Question 6.S.P.2: A [(0/±30/90)2/45/20]s laminate is fabricated using a graphi...
A [(0/±30/90)_{2}/45/\overline{20}]_{s} laminate is fabricated using a graphite–epoxy material system. Each ply has a thickness of 0.125 mm. Determine the number of plies in the laminate, the total laminate thickness, and the z-coordinate of each ply interface.
An ordered listing of all fiber angles that appear in the laminate is as follows:
[\underset{\overset{\uparrow }{ply 1} }{0° } , 30° , -30° , 90° , 0° , 30° , -30° , 90° , 45° , \underset{\overset{\uparrow }{ply 10 \\(midplane)} }{20° }, 45° , 90° , -30° , 30° , 0° , 90° , -30° , 30° , \underset{\overset{\uparrow }{ply 19} }{0° } ]The laminate contains a total of 19 plies, the fiber angles appear symmetrically about the midplane of the laminate, and the midplane passes through the center of the 20° ply.
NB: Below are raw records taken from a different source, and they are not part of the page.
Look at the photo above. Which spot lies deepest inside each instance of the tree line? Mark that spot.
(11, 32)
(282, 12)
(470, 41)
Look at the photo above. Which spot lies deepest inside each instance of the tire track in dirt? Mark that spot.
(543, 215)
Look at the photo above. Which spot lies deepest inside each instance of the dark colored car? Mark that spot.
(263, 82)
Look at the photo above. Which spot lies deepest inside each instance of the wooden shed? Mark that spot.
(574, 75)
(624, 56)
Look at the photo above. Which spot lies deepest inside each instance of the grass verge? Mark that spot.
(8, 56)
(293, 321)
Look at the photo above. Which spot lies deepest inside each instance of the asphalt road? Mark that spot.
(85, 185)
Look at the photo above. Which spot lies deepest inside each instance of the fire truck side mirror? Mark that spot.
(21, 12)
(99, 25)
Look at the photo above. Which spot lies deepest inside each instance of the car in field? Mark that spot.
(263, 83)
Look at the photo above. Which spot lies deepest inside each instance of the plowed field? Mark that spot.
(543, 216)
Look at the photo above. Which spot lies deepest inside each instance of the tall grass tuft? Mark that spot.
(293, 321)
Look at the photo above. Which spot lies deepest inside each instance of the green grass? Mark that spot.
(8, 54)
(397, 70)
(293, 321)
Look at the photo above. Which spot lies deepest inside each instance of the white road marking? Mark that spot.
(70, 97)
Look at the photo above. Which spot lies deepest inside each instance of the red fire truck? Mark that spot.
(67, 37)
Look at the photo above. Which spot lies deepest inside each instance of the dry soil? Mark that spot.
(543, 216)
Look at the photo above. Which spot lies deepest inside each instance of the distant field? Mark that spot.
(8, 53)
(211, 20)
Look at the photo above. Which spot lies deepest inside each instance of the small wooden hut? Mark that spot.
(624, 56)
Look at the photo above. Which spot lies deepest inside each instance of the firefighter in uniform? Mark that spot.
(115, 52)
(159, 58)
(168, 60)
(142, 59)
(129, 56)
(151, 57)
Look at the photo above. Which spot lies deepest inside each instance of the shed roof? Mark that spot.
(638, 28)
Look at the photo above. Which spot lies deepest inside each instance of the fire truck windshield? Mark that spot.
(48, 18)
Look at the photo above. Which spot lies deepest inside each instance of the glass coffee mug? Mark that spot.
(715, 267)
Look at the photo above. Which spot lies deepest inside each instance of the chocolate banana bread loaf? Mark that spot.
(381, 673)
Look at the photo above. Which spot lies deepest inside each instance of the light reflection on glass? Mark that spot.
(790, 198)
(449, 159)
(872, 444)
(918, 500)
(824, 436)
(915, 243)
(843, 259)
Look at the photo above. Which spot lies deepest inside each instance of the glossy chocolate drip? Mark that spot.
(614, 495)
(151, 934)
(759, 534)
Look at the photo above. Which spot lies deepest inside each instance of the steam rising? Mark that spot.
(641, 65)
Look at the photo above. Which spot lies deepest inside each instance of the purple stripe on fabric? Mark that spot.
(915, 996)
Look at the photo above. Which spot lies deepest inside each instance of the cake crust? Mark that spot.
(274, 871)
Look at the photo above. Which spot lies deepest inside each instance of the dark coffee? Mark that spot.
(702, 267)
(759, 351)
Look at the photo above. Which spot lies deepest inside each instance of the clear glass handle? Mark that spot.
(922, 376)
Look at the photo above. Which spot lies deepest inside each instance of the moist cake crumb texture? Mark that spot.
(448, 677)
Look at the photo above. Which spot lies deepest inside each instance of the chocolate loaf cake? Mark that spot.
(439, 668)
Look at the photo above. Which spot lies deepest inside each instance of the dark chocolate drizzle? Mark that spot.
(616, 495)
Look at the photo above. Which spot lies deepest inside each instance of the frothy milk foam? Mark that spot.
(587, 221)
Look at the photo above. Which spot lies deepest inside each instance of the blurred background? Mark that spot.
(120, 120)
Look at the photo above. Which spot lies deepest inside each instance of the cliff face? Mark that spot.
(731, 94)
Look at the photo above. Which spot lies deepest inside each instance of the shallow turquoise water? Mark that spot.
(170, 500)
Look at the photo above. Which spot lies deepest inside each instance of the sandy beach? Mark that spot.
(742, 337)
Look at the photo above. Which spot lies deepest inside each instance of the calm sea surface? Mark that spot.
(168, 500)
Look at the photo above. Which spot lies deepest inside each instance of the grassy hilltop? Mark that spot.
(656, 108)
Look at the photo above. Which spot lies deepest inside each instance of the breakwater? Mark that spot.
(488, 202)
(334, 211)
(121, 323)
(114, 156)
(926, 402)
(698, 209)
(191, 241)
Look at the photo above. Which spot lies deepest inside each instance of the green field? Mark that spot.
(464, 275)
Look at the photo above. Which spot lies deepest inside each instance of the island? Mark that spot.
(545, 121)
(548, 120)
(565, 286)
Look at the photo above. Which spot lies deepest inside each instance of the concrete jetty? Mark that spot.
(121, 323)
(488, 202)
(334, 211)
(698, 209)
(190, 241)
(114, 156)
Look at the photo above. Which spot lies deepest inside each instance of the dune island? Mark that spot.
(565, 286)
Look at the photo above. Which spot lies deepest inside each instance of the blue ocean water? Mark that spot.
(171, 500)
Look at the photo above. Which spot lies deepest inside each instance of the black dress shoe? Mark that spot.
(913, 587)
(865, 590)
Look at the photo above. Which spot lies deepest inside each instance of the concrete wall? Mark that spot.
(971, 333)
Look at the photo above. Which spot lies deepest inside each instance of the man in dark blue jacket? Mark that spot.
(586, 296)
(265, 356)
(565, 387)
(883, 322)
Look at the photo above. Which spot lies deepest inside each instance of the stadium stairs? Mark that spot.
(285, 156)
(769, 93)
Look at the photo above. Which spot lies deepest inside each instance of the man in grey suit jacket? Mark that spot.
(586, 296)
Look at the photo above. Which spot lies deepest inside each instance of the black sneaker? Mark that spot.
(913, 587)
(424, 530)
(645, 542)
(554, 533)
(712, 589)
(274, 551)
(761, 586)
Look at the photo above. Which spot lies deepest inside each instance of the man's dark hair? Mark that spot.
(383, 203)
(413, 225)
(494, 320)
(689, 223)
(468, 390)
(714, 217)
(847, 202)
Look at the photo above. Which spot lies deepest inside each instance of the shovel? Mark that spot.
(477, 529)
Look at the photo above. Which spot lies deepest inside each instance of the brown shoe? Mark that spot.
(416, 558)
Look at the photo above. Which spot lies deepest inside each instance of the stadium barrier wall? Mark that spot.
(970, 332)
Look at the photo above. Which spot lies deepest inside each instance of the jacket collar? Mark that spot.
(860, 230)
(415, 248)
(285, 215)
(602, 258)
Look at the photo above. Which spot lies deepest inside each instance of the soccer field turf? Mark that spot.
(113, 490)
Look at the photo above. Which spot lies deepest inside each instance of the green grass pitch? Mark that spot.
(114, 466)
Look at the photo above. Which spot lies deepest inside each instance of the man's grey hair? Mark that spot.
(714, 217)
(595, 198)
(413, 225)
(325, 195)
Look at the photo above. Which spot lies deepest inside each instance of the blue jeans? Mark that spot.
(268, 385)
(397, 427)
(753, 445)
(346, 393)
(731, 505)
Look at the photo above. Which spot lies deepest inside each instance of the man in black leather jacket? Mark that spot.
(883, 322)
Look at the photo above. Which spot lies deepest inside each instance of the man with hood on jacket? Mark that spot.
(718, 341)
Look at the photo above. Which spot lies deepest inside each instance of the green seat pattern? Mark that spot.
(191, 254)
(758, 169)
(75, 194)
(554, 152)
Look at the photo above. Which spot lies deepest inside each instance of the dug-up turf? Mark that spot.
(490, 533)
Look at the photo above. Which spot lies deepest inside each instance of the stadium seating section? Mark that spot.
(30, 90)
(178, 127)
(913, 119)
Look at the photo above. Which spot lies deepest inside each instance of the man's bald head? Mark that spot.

Because all plies are made of the same composite material system, they all have the same thickness. The total laminate thickness is therefore t = 19 (0.125 mm)=2.375 mm.
Ply interface positions are:
z_{0}=-t/2=-1.1875 mm z_{1}=z_{0}+t_{1}=-1.0625 mm z_{2}=z_{1}+t_{2}=-0.9375 mm
z_{3}=z_{2}+t_{3}=-0.8125 mm z_{4}=z_{3}+t_{4}=-0.6875 mm z_{5}=z_{4}+t_{5}=-0.5625 mm
z_{6}=z_{5}+t_{6}=-0.4375 mm z_{7}=z_{6}+t_{7}=-0.3125 mm z_{8} = z_{7}+t_{8}=-0.1875 mm
z_{9}=z_{8}+t_{9}=-0.0625 mm z_{10}=z_{9}+t_{10}=0.0625 mm z_{11}=z_{10}+t_{11}=0.1875 mm
z_{12}=z_{11}+t_{12}=0.3125 mm z_{13}=z_{12}+t_{13}=0.4375 mm z_{14} = z_{13}+t_{14}=0.5625 mm
z_{15}=z_{14}+t_{15}=0.6875 mm z_{16}=z_{15}+t_{16}=0.8125 mm z_{17} = z_{16}+t_{17}=0.9375 mm
z_{18}=z_{17}+t_{18}=1.0625 mm z_{19} =z_{18}+t_{19}=1.1875 mm
Note that the total laminate thickness equals the difference between z_{19}and z_{0}, as expected: t=z_{19}-z_{0}=1.1875 mm-(-1.1875 mm)=2.375 mm.